Man, this is coming off as petty, which I think is what an LJ is for.

Future me: what are you interested in, regarding me now? For purely positional purposes (so I can figure out what else was going on in my life at this point):
  • Work's pretty meh. I'm good at editing but the pay is not wonderful and people are occasionally fired in really shitty ways (via e-mail, for example). But, nobody wants to hire me. i was too overqualified to be a legal assistant at Brandt's firm, for example.
  • I still don't have a clearly defined path and still sort of just let life happen to me, although I at least have what I think is a decent awareness of my flaws and features.
  • Mira's 5. She's currently being kind of an ass to 2-year-old summer and to Meece (to be fair, Meece probably deserves it. Most of his reactions to things are callous enough that I want to smack the shit out of him most days.)
Let's end with a Meece anecdote! So, Meece was filling a cup of water this afternoon. He fills it near the top.
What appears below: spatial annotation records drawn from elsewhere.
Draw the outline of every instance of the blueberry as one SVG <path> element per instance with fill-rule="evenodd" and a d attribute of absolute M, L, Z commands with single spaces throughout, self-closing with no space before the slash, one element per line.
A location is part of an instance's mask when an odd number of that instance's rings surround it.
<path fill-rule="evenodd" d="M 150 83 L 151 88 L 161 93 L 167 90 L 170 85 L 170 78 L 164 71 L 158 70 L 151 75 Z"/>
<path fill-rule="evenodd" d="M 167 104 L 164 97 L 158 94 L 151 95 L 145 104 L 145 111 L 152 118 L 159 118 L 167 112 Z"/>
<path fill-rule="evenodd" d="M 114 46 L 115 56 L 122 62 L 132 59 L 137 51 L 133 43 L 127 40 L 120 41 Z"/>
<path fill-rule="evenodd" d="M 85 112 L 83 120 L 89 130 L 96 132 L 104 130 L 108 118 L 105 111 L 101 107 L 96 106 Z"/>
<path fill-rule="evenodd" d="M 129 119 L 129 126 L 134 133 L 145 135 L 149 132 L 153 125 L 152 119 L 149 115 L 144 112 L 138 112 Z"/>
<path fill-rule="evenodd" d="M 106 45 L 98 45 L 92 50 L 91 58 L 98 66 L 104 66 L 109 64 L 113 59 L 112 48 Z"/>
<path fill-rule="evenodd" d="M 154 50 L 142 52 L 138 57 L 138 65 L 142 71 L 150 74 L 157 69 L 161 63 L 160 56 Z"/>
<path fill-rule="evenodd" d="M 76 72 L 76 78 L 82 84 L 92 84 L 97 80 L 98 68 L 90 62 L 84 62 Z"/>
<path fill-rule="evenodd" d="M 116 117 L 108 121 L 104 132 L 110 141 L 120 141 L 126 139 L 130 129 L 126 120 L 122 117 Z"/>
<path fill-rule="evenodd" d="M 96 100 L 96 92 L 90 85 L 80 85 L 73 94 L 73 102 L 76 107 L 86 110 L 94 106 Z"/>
"Meece, that's probably good."

He keeps filling it.

"Meece, Meece, you're overflowing! That's enough!"

Water's spilling all over the edges of the cup and dribbling down the front of the fridge. Meece pulls the cup to him and spills half of the cup all over his arm and onto the fucking floor. Then, Meece starts to fill the cup up more.

"What are you doing? You have enough water!"

Meece takes the cup at an angle and clumsily sets it atop the kitchen counter, while managing to spill another third of the cup in an arc around his body. I sigh. Dumb, clumsy fucking child.